The Chicago City Council is preparing to pay $2.3 million in response to a police shooting lawsuit which led to the resignation of a Law Department supervisor and the suspension of two deputies.
The settlement, writes the Chicago Tribune, was reached in January. Only yesterday was the exact dollar amount made public, pending approval from the City Council’s Finance Committee on Monday.
If the sum is cleared by the committee, it’ll be sent ahead to the full council for a vote midway through next week.
‘The $2.3 million figure,’ reports the Tribune, ‘marked the latest fallout in a string of missteps by attorneys for the beleaguered Law Department, who have been accused repeatedly of failing to turn over crucial evidence in police misconduct cases.’
A large payout isn’t all Chicago has to suffer for the non-fatal shooting. U.S. District Judge Rebecca Pallmeyer, who approved the settlement, says she intends to sanction the city for its litigatory shortcomings.
At the center of the suit is Jaquise Evans, who was only 16 years old when he was shot by Chicago police Officer Richard Salvador in August of 2015.
Officer Salvador and several of his colleagues were responding to a call on the city’s South Side.
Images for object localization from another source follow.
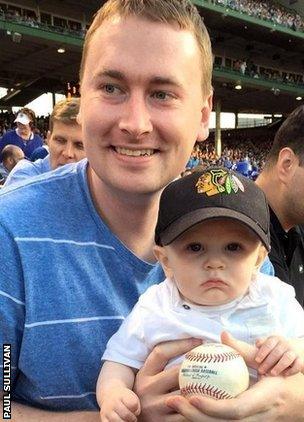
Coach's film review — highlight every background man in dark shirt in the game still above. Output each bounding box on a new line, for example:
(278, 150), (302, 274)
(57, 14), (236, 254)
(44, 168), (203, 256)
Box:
(256, 105), (304, 306)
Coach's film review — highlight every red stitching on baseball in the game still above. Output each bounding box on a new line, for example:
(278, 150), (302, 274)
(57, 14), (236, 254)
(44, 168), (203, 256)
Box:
(181, 383), (232, 400)
(184, 351), (239, 363)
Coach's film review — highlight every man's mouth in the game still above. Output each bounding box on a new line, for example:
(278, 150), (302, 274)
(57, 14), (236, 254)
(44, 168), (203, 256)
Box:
(114, 147), (156, 157)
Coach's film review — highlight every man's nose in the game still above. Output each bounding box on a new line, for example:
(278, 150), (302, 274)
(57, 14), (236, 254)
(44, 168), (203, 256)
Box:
(118, 93), (153, 139)
(63, 143), (74, 158)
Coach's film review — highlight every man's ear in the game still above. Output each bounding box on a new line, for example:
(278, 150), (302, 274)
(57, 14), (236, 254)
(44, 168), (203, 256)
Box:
(153, 245), (174, 279)
(196, 91), (213, 144)
(76, 103), (82, 125)
(46, 130), (51, 146)
(277, 147), (299, 184)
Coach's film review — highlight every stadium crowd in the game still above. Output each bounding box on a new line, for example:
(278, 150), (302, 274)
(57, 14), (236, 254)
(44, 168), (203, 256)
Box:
(228, 58), (304, 87)
(211, 0), (304, 32)
(0, 3), (86, 37)
(185, 129), (273, 179)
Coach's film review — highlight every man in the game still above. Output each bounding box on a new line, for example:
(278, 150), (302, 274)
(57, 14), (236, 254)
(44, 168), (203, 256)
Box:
(0, 1), (303, 421)
(0, 107), (43, 158)
(256, 105), (304, 306)
(4, 97), (84, 187)
(0, 145), (24, 184)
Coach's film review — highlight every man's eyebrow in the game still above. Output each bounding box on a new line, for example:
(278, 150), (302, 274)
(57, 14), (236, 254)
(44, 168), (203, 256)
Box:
(150, 76), (183, 89)
(94, 70), (182, 88)
(94, 69), (126, 81)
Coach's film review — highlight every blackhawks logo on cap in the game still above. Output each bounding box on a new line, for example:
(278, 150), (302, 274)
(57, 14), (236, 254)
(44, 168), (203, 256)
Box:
(196, 169), (244, 197)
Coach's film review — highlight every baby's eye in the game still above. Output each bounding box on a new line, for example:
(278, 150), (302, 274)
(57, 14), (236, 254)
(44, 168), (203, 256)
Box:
(186, 243), (202, 252)
(226, 243), (242, 252)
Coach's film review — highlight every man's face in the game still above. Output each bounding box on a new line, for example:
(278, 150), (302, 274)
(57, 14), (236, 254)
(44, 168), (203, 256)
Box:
(285, 163), (304, 226)
(47, 121), (85, 170)
(79, 16), (212, 196)
(16, 122), (31, 136)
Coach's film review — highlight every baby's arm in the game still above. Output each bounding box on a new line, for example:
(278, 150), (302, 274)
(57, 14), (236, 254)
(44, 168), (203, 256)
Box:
(97, 361), (140, 422)
(255, 336), (304, 376)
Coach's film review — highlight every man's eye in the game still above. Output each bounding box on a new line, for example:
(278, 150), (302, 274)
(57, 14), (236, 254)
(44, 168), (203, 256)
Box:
(152, 91), (170, 100)
(54, 138), (66, 144)
(102, 84), (120, 94)
(187, 243), (202, 252)
(226, 243), (241, 252)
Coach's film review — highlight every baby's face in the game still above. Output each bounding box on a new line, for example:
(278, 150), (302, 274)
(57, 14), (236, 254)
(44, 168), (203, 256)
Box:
(157, 219), (266, 306)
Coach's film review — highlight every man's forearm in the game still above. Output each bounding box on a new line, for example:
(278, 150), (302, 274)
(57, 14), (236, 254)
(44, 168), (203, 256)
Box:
(1, 400), (99, 422)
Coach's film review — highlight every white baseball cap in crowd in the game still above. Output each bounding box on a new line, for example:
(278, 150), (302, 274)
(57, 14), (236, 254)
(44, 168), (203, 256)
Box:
(14, 112), (31, 125)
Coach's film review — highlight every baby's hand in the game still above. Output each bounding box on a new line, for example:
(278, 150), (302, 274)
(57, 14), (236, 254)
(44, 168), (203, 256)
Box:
(255, 336), (303, 376)
(99, 387), (140, 422)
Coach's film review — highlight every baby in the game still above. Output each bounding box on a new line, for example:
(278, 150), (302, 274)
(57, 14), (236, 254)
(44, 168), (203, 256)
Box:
(97, 167), (304, 421)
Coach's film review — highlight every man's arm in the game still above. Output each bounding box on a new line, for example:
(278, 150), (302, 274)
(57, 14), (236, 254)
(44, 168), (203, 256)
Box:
(0, 398), (99, 422)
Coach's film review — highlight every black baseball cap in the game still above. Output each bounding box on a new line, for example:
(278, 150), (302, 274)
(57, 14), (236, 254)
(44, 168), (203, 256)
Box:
(155, 167), (270, 250)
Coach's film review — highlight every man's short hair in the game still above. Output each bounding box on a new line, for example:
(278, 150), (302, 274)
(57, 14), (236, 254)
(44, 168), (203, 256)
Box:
(79, 0), (213, 97)
(49, 97), (80, 133)
(1, 145), (23, 163)
(266, 105), (304, 167)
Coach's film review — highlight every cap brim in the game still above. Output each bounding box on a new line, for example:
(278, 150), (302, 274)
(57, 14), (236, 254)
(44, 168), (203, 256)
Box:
(159, 207), (270, 251)
(14, 116), (31, 125)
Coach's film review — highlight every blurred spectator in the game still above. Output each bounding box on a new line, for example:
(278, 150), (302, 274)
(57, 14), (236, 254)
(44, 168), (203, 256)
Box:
(0, 145), (24, 185)
(4, 98), (84, 187)
(30, 146), (49, 161)
(0, 108), (43, 158)
(240, 59), (247, 75)
(256, 105), (304, 307)
(186, 150), (201, 169)
(236, 157), (250, 176)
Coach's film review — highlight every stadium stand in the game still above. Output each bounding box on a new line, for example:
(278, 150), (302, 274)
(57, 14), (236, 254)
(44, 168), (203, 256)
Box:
(210, 0), (304, 32)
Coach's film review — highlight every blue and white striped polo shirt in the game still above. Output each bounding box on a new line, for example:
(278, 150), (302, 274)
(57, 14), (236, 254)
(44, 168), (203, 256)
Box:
(0, 159), (164, 411)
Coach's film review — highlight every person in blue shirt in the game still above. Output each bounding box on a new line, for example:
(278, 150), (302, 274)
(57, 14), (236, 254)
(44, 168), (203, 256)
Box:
(0, 107), (43, 158)
(4, 97), (84, 187)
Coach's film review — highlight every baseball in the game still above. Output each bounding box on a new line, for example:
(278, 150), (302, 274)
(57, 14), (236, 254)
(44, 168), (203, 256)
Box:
(179, 343), (249, 400)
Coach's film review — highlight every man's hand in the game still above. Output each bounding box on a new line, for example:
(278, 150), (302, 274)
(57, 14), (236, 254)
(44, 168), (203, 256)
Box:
(134, 338), (202, 422)
(166, 332), (304, 421)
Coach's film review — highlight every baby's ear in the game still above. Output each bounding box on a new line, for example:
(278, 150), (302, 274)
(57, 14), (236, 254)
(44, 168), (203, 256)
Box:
(255, 245), (268, 270)
(153, 245), (174, 279)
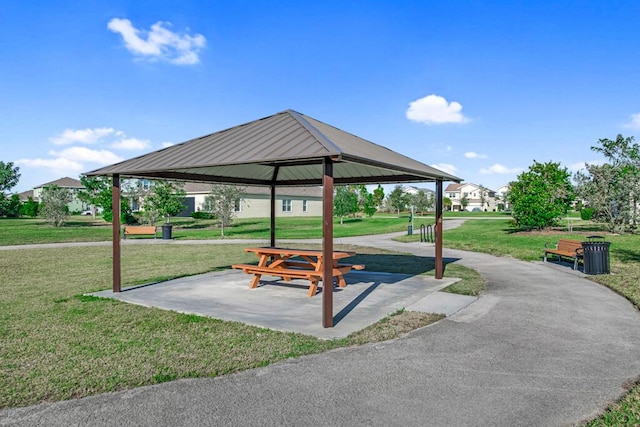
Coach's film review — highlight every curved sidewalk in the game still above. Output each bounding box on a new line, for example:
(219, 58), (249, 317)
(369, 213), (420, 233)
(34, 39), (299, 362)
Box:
(2, 233), (640, 426)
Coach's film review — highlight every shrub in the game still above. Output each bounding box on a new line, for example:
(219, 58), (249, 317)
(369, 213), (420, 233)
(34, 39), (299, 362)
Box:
(191, 211), (215, 220)
(581, 207), (595, 220)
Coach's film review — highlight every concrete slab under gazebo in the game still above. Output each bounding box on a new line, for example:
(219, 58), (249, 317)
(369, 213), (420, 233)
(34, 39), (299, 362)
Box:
(85, 109), (462, 328)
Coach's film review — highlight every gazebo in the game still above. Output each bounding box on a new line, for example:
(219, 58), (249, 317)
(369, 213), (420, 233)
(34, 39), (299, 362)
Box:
(86, 109), (462, 328)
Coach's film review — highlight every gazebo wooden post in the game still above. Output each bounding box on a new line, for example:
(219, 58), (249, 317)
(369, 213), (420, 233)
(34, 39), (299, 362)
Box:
(270, 184), (276, 247)
(435, 179), (443, 279)
(322, 158), (334, 328)
(270, 166), (279, 247)
(112, 174), (121, 292)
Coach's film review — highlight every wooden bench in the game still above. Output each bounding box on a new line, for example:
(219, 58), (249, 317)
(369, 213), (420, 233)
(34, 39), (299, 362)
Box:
(123, 225), (158, 239)
(543, 239), (584, 270)
(232, 264), (323, 296)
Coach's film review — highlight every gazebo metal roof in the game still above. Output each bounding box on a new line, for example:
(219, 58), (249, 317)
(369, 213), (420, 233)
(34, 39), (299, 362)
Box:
(87, 109), (461, 185)
(86, 109), (461, 329)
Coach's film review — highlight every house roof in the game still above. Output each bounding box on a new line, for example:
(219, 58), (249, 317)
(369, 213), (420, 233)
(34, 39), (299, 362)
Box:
(34, 177), (83, 189)
(183, 182), (323, 198)
(86, 110), (462, 186)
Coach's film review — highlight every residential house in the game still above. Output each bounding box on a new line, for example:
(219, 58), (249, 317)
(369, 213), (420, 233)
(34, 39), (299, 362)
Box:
(182, 183), (323, 218)
(445, 182), (497, 212)
(496, 184), (510, 210)
(28, 177), (88, 213)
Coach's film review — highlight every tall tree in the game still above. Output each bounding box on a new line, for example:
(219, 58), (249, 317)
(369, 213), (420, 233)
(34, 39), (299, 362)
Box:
(478, 184), (488, 211)
(41, 185), (73, 227)
(387, 185), (408, 215)
(575, 134), (640, 232)
(0, 161), (21, 217)
(78, 175), (134, 223)
(413, 189), (434, 215)
(372, 184), (385, 208)
(333, 186), (359, 224)
(143, 180), (186, 225)
(508, 161), (574, 230)
(203, 184), (245, 236)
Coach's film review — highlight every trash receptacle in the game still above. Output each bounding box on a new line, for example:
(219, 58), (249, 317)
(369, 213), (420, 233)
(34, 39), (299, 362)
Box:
(161, 224), (173, 240)
(581, 236), (610, 275)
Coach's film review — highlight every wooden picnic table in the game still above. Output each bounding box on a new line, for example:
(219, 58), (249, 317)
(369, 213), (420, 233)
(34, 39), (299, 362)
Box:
(232, 247), (364, 296)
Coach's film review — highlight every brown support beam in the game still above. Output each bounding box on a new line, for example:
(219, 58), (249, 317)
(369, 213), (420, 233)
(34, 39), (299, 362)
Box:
(270, 184), (276, 247)
(270, 166), (279, 247)
(435, 179), (443, 279)
(322, 158), (334, 328)
(112, 174), (121, 292)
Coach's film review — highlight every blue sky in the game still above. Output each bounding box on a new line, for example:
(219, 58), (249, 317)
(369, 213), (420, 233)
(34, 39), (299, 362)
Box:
(2, 1), (639, 193)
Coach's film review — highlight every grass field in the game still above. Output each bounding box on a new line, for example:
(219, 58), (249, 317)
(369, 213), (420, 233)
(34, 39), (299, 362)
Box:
(0, 218), (483, 409)
(0, 215), (412, 245)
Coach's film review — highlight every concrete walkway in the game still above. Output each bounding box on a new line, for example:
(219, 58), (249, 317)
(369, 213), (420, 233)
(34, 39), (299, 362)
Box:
(2, 228), (640, 426)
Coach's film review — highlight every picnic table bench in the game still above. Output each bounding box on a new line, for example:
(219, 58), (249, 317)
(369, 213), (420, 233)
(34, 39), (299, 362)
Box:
(232, 247), (364, 296)
(543, 239), (584, 270)
(123, 225), (159, 239)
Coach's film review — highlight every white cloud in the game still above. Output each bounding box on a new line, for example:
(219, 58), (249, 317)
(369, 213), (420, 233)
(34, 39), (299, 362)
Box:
(567, 159), (606, 172)
(623, 113), (640, 130)
(464, 151), (487, 159)
(50, 127), (115, 145)
(111, 137), (151, 150)
(480, 163), (521, 174)
(16, 157), (84, 176)
(49, 147), (123, 164)
(161, 141), (175, 148)
(108, 18), (206, 65)
(406, 94), (470, 125)
(430, 163), (458, 175)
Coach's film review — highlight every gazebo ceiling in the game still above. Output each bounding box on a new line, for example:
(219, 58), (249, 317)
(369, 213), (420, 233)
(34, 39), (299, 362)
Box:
(86, 109), (462, 186)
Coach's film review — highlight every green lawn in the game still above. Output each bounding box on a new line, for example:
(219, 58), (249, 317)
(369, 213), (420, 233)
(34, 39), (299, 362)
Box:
(0, 215), (412, 246)
(0, 230), (482, 408)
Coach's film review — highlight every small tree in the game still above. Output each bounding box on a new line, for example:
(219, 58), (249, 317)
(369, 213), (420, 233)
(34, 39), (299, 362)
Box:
(144, 181), (186, 225)
(372, 184), (385, 208)
(508, 160), (574, 230)
(41, 185), (73, 227)
(0, 161), (21, 217)
(412, 189), (434, 215)
(443, 197), (452, 211)
(203, 184), (245, 236)
(478, 184), (488, 211)
(460, 194), (469, 211)
(78, 175), (135, 223)
(334, 186), (359, 224)
(387, 185), (408, 215)
(362, 193), (377, 217)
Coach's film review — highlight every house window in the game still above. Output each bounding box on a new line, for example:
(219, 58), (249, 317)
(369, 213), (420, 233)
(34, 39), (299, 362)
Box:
(302, 200), (308, 212)
(463, 192), (468, 197)
(234, 198), (241, 212)
(282, 199), (292, 212)
(448, 192), (456, 198)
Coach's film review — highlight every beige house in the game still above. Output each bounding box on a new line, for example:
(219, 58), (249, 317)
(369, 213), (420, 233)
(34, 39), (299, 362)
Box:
(445, 182), (497, 212)
(183, 183), (323, 218)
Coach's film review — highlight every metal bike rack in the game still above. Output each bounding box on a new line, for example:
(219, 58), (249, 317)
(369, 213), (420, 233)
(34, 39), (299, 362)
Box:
(420, 224), (434, 243)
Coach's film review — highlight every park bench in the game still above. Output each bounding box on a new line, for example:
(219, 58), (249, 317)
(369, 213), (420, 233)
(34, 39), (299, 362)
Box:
(543, 239), (584, 270)
(123, 225), (158, 239)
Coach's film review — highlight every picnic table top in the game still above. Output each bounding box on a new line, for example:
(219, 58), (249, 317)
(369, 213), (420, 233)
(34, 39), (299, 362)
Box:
(243, 247), (356, 259)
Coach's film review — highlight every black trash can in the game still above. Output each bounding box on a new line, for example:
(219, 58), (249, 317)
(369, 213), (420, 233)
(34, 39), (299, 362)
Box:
(581, 236), (610, 275)
(161, 224), (173, 240)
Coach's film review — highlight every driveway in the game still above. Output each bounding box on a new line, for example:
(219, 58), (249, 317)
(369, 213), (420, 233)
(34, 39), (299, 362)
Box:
(2, 227), (640, 426)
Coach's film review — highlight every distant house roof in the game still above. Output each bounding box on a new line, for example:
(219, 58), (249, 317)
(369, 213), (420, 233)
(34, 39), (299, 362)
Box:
(18, 189), (34, 201)
(86, 109), (462, 186)
(183, 182), (322, 198)
(34, 177), (83, 189)
(445, 183), (464, 192)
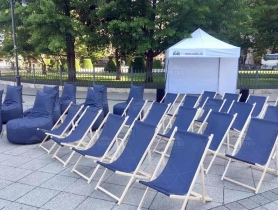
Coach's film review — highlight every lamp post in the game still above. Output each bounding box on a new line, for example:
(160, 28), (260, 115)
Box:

Evans, along with 15 to 20 other teenagers, had congregated in a residential street for an informal memorial.
A panicked Evans tried to run but soon realized there was nowhere to go. He tripped, dropping his cell phone, and tried to stand back up, hands raised in the air.
Then, claims the suit against Salvador and the Chicago, the officer opened fire from behind the door of a police car, hitting Evans three times.
“This was a young African-American male who was shot down wrongfully,” said attorney Sam Adam, Jr., who represents Evans. “At trial, we could have proved he was wrongfully shot down.”
According to Adam and Evans, Chicago’s Law Department and its lawyers intentionally withheld evidence that may have helped the plaintiffs build a case. Among the missing proof was a file containing several citizen complaints against Salvador, which weren’t disclosed until the trial was almost complete.
Law Department attorneys also had a Facebook video, which showed Officer Salvador threatening and verbally abusing a handcuffed suspect ‘just weeks before he shot Evans.’
“Didn’t that trouble you at all?” asked an irate Pallmeyer, anger focused on the LD. “I am not asking you as a judge. I am asking you as somebody who cares deeply about the city of Chicago.”
Alarmingly, Salvador had been named in another recent civil rights lawsuit. Representing him in litigation was the same attorney, Assistant Corporation Counsel Scott Cohen, who defended him against the accusations of Adam and Evans.
Cohen never told Pallmeyer or Evans’ legal team that he’d previously worked with Salvador – let alone in a similar case of police misconduct.
Cohen was suspended for 30 days without pay, both for overlooking his own history of litigation and failing to present evidence to the opposing counsel.